Lemuel Gulliver (Black) is the head of the mail room for a New York magazine. He has a crush on the travel editor (Peet) but doesn’t have the courage to ask her out. Instead, he pretends to be interested in a scheme for new writers, takes an assignment in Bermuda, but ends up on the island of Lilliput where he towers over its tiny citizens. There he becomes a favourite of the royal court, but his huge size causes as many problems as it solves.
GULLIVER’S TRAVELS is based on Jonathan Swift’s satirical novel written in 1720s. This version, like many adaptations of the story concentrates on the first section, the adventures in Lilliput; most of the satire has been stripped away and the story has been turned into a children’s tale. Add the crazy, but PG-flavoured antics of Jack Black and you have a family film that will entertain kids of all ages this holiday season.
Or to put it another way, if you and your kids enjoyed Jack Black in SCHOOL OF ROCK (2003), then head for your multiplex and grab a tub of popcorn – you are very likely to be amused by GULLIVER’S TRAVELS. It doesn’t have the heart of a SCHOOL OF ROCK, but does have many opportunities for Black to let loose with his shtick. He is in every scene and gets a variety of gags, riffs and routines to perform. If this is what you’re after, then read no further and book your ticket.
If however, you’re a Jack Black fan who also enjoyed his work in ORANGE COUNTY (2002), TROPIC THUNDER (2008) and with his band Tenacious D, then you may not find what you’re looking for in this movie. Black usually plays variants on himself and he is brilliant at it. His appearance in an episode of TV’s COMMUNITY, his cameo as Jesus in the video PROP 8- THE MUSICAL, these are the places where Black shines. It’s where he is reined in by the straightness of the role, say in KING KONG (2005) or THE HOLIDAY (2006) that he tends to be less entertaining.
PG-rated Jack Black doesn’t necessarily feel like the man at his best. The talented team behind SCHOOL OF ROCK (including Mike White) helped to make that version of family-friendly Jack Black mostly watchable.
GULLIVER’S TRAVELS director Rob Letterman wrote the animated feature SHARK TALE, one of his co-writers, Joe Stillman was on the writing team for SHREK 1 and 2. All these films rely heavily on media and pop cultural references and so does GULLIVER’S TRAVELS. The kids in the screening I saw loved the gags that name-checked the Star Wars characters.

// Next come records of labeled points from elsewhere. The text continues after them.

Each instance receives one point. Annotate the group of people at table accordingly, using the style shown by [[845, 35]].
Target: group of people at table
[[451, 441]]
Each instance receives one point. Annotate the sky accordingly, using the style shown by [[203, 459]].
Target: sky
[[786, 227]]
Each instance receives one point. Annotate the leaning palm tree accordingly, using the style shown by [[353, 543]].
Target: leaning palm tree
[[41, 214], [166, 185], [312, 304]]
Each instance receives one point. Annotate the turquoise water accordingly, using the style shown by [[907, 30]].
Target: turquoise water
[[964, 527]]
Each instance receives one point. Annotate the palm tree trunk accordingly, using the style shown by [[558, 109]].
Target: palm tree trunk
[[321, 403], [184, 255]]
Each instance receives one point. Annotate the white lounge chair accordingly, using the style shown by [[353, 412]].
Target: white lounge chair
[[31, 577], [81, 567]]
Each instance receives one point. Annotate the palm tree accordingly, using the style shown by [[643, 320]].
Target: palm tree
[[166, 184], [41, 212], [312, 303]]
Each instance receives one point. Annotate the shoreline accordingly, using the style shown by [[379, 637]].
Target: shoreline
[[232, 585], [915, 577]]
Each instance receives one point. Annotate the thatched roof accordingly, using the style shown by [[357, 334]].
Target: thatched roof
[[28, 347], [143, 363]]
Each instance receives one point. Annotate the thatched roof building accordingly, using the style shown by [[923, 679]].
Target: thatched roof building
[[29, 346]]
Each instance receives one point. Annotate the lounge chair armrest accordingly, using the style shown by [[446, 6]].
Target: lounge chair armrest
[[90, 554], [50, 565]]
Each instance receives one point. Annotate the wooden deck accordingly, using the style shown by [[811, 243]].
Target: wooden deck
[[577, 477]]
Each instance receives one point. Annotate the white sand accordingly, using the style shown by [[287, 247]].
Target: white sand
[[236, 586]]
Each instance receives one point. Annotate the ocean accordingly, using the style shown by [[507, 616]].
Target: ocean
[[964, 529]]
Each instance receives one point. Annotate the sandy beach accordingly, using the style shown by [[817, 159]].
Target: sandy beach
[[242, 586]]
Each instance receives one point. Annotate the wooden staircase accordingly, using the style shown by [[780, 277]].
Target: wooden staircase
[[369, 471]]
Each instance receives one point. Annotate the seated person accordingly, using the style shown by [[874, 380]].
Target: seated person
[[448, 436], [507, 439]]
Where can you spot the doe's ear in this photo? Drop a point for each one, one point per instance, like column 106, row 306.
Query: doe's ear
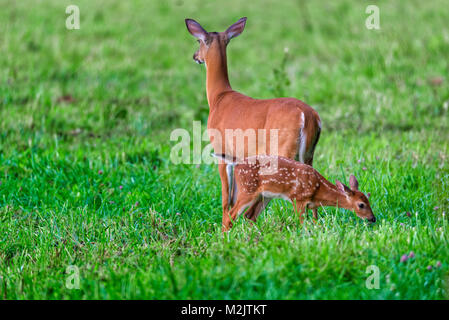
column 196, row 29
column 353, row 183
column 343, row 188
column 236, row 29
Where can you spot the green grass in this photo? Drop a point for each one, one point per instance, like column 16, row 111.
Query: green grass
column 131, row 79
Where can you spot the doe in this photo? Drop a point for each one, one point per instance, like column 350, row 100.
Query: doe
column 298, row 125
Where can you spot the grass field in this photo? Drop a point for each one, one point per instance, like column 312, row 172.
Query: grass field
column 86, row 178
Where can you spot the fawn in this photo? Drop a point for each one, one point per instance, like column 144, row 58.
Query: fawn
column 298, row 125
column 256, row 177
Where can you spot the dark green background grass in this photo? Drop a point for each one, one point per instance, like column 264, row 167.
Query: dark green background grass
column 105, row 98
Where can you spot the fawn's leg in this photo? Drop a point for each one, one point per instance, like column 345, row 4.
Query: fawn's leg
column 300, row 208
column 315, row 213
column 224, row 187
column 243, row 202
column 253, row 212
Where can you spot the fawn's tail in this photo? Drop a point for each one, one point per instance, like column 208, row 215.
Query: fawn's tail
column 230, row 163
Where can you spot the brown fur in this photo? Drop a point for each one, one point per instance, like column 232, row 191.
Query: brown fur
column 230, row 109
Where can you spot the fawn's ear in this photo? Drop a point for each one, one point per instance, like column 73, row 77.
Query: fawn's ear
column 196, row 29
column 236, row 29
column 343, row 188
column 353, row 183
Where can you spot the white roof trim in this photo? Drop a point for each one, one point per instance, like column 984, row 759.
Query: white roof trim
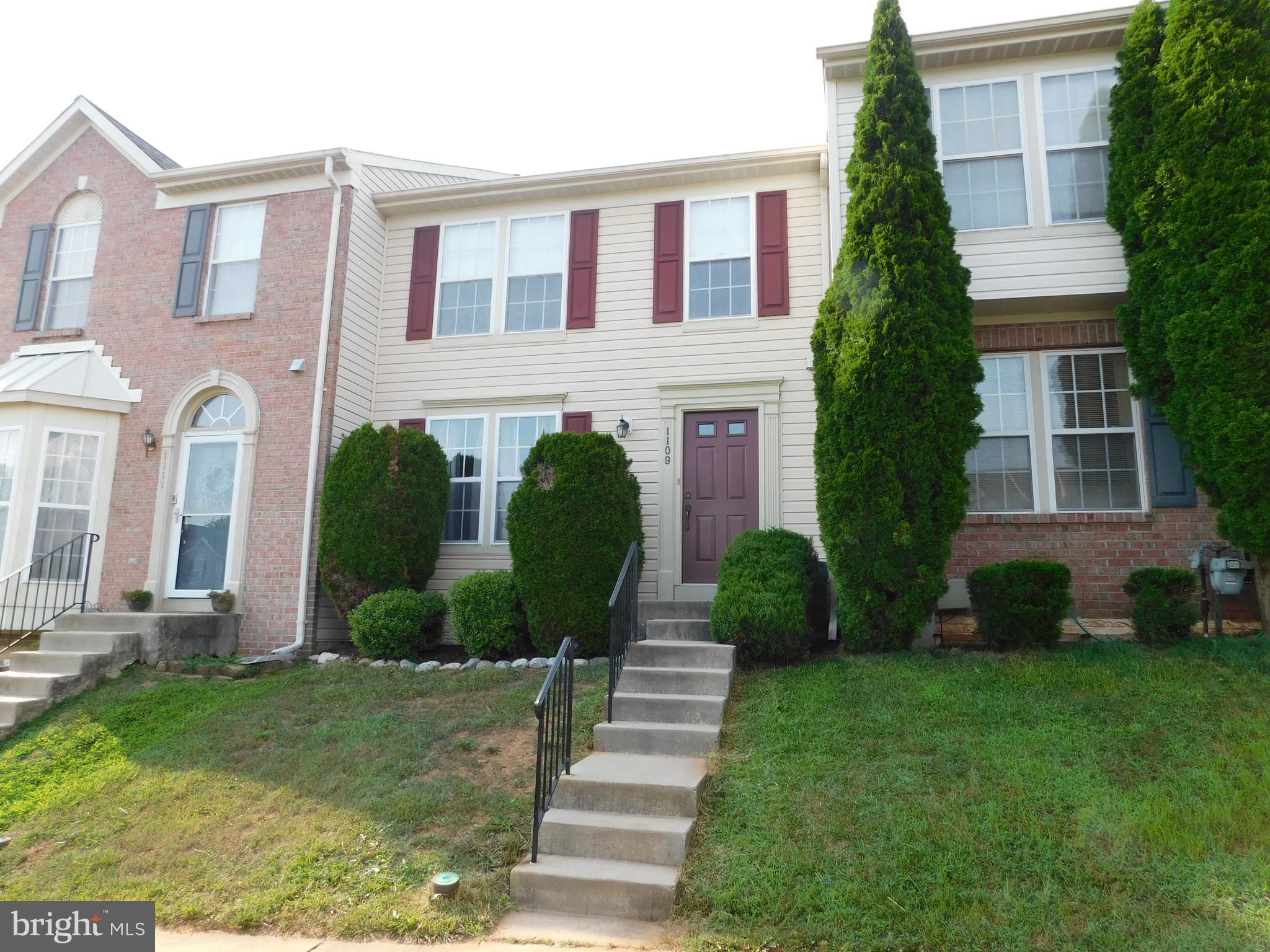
column 1002, row 41
column 595, row 182
column 75, row 374
column 60, row 134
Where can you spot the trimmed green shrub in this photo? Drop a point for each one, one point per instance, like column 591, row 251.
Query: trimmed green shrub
column 1163, row 604
column 770, row 597
column 1020, row 603
column 398, row 624
column 569, row 524
column 383, row 509
column 894, row 364
column 487, row 616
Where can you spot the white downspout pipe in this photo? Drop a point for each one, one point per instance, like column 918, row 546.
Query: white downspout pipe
column 315, row 426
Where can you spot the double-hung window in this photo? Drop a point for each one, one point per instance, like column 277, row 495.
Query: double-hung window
column 1001, row 466
column 68, row 484
column 535, row 272
column 11, row 443
column 235, row 268
column 982, row 155
column 719, row 258
column 1093, row 439
column 466, row 278
column 516, row 438
column 463, row 439
column 1077, row 128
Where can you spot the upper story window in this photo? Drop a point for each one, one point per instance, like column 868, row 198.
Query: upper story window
column 535, row 272
column 466, row 278
column 1077, row 128
column 70, row 282
column 1094, row 446
column 1001, row 466
column 721, row 253
column 235, row 258
column 982, row 155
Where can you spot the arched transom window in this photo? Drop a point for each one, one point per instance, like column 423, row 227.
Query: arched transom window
column 221, row 410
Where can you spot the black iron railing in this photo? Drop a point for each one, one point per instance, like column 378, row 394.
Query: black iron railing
column 623, row 620
column 46, row 588
column 554, row 710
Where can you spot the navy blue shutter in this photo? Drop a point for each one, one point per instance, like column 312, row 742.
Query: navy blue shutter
column 190, row 273
column 1171, row 482
column 32, row 276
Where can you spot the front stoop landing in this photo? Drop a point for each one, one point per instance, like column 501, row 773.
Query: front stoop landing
column 611, row 844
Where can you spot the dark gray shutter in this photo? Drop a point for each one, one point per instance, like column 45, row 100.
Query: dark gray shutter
column 190, row 275
column 1171, row 482
column 32, row 276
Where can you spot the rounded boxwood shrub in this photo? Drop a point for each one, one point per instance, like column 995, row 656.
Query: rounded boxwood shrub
column 569, row 524
column 383, row 509
column 1020, row 603
column 487, row 616
column 771, row 596
column 398, row 624
column 1163, row 604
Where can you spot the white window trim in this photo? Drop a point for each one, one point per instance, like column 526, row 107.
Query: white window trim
column 52, row 266
column 689, row 260
column 493, row 470
column 40, row 479
column 499, row 296
column 1046, row 149
column 483, row 480
column 1135, row 430
column 211, row 253
column 12, row 522
column 1030, row 395
column 998, row 154
column 494, row 280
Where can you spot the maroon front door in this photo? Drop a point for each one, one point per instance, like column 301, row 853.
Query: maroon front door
column 721, row 487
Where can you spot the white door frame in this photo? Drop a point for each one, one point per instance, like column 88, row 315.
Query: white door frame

Curiously the other co-writer on this is Nicholas Stoller who directed FORGETTING SARAH MARSHALL (2008) and wrote and directed GET HIM TO THE GREEK (2010). Perhaps if he’d been in the director’s chair, he might have brought some of his comedic skill to the overall result. I say this because the rest of the talented cast is given almost nothing to do; Jason Segel, Emily Blunt, Catherine Tate, Billy Connolly and Chris O’Dowd are sadly underused.
The result is a diluted Rom Com with a soggy centre; a story that rips off Jonathan Swift’s original concept but replaces the wit and satire with product placement gags about Guitar Hero and Nikes. This movie isn’t terrible, but is best watched when one is filled with holiday cheer.
GULLIVER’S TRAVELS runs for 93 minutes. It opens in Australia on the 27th of December. I rated it 2.5/5.